Un portrait de Marie-Thérèse Walter signé Picasso en vente chez Christie’s


Estimé à 55 millions de dollars, le tableau de l’égérie la plus solaire du peintre sera mis en vente le 11 mai à New York.

Elle s’était assise près de la fenêtre, un jour d’octobre 1932, offrant sa mise verte et rouge et la longueur de son cou aux morsures automnales du soleil normand. Marie-Thérèse Walter a 22 ans lorsque Pablo Picasso l’immortalise – une fois de plus – dans son château de Boisgeloup. L’imposant tableau est aujourd’hui intitulé Femme assise près d’une fenêtre. Vendue à Londres en 2013 pour 45 millions de dollars, la toile rejoindra bientôt une nouvelle salle de vente, new-yorkaise cette fois : présentée chez Christie’s à l’occasion d’une enchère organisée le 11 mai, la Femme assise de Picasso est désormais estimée à 55 millions de dollars.

Le portrait, une huile sur toile de 146 x 114 cm, représente la muse et l’amante du peintre, que Picasso avait rencontré en 1927 à Paris. Âgée alors de 17 ans, Marie-Thérèse Walter, blonde et compassée, exerce sur-le-champ une puissante fascination sur l’artiste espagnol de 45 ans, alors marié à la danseuse russe Olga Khokhlova. Cette liaison interdite inspire à Picasso une longue série de nus et de portraits sensuels de sa compagne qu’il produira dans une frénésie créatrice entre 1927 et 1935, avec un pic d’exaltation dense et féconde atteint en 1932. C’est dans cette «année érotique», ainsi que l’appelait l’exposition organisée en 2017-2018 par le musée Picasso et la Tate Modern, que se situe la création de la Femme assise près d’une fenêtre.

Un hymne à sa muse

Plus pudique que les autres toiles de l’époque, le portrait s’avère également moins énigmatique en montrant dans un rapport direct la fascination et le pouvoir mutuel qu’entretiennent l’artiste et son sujet. Marie-Thérèse Walter trône ainsi avec assurance face à son amant subjugué, un regard omniscient – presque divin – ancré sur lui. «Picasso a capturé ses formes voluptueuses avec des plans ondulants de couleurs vives et plates – un hymne peint à l’adoration de son corps – tandis que son visage est tracé à la manière d’une incarnation de l’idéalisme classique, dans le même langage formel que ses représentations sculptées», a décrit Christie’s à propos de l’œuvre.

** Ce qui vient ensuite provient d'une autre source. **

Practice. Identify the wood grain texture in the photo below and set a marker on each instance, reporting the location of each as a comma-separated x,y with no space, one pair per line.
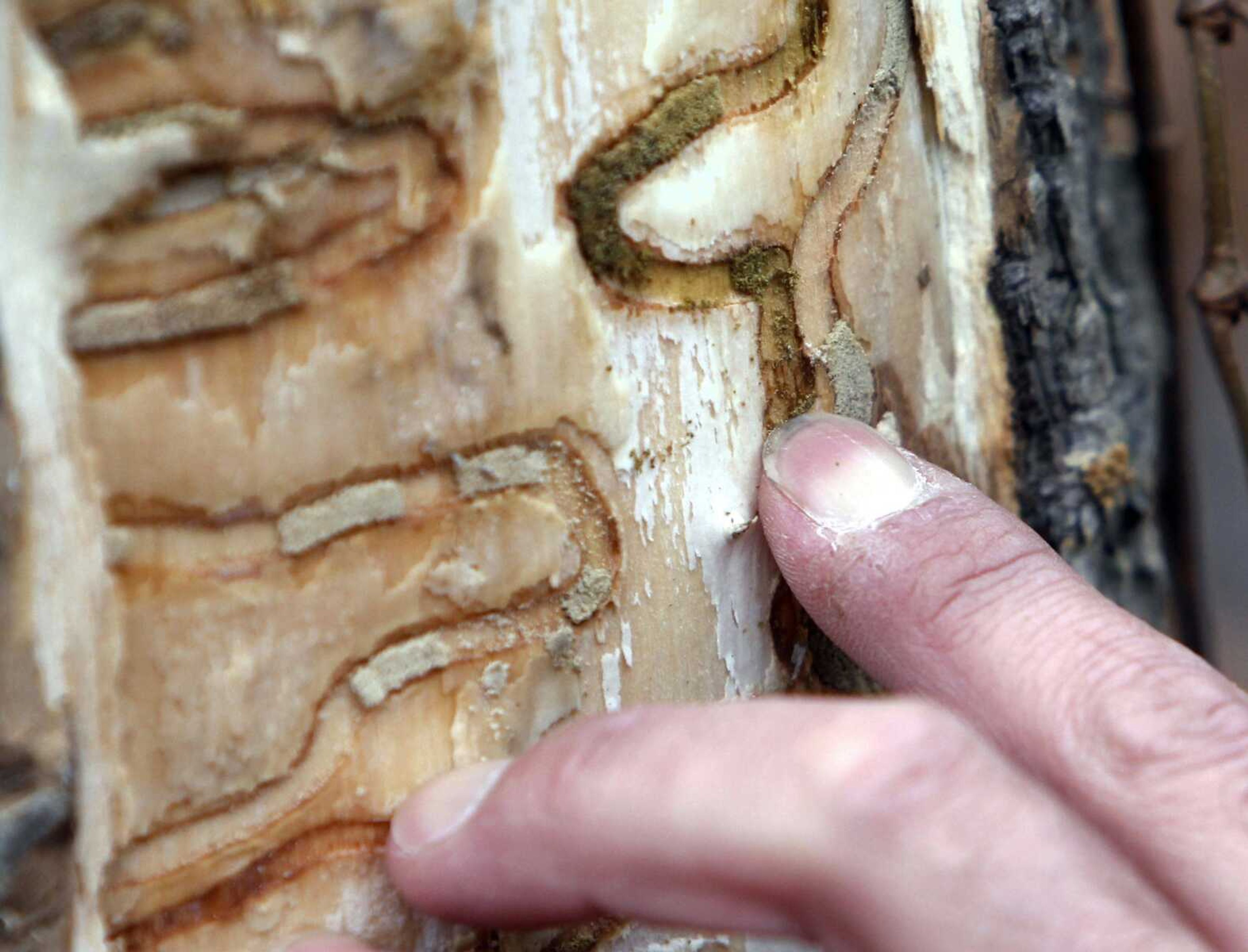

Photographie d’identité de Marie-Thérèse Walter datée des années 1930. PVDE/Bridgeman images

Présenté à la vente aux côtés d’un Pont de Waterloo de Monet estimé à 35 millions de dollars, ainsi que d’œuvres d’Andy Warhol, de Giacometti et de Robert Delauney, le portrait de Marie-Thérèse Walter peint par Picasso sera décidément bien entouré à New York, lors de la vente à venir. «En tant que l’un des artistes les plus novateurs et les plus influents du XXe siècle, il est tout à fait approprié que ce tableau exceptionnel soit à la tête de la première vente du soir d’art du XXe nouveau format», a déclaré dans un communiqué la responsable chez Christie’s du département d’art du XXe siècle, Vanessa Fusco.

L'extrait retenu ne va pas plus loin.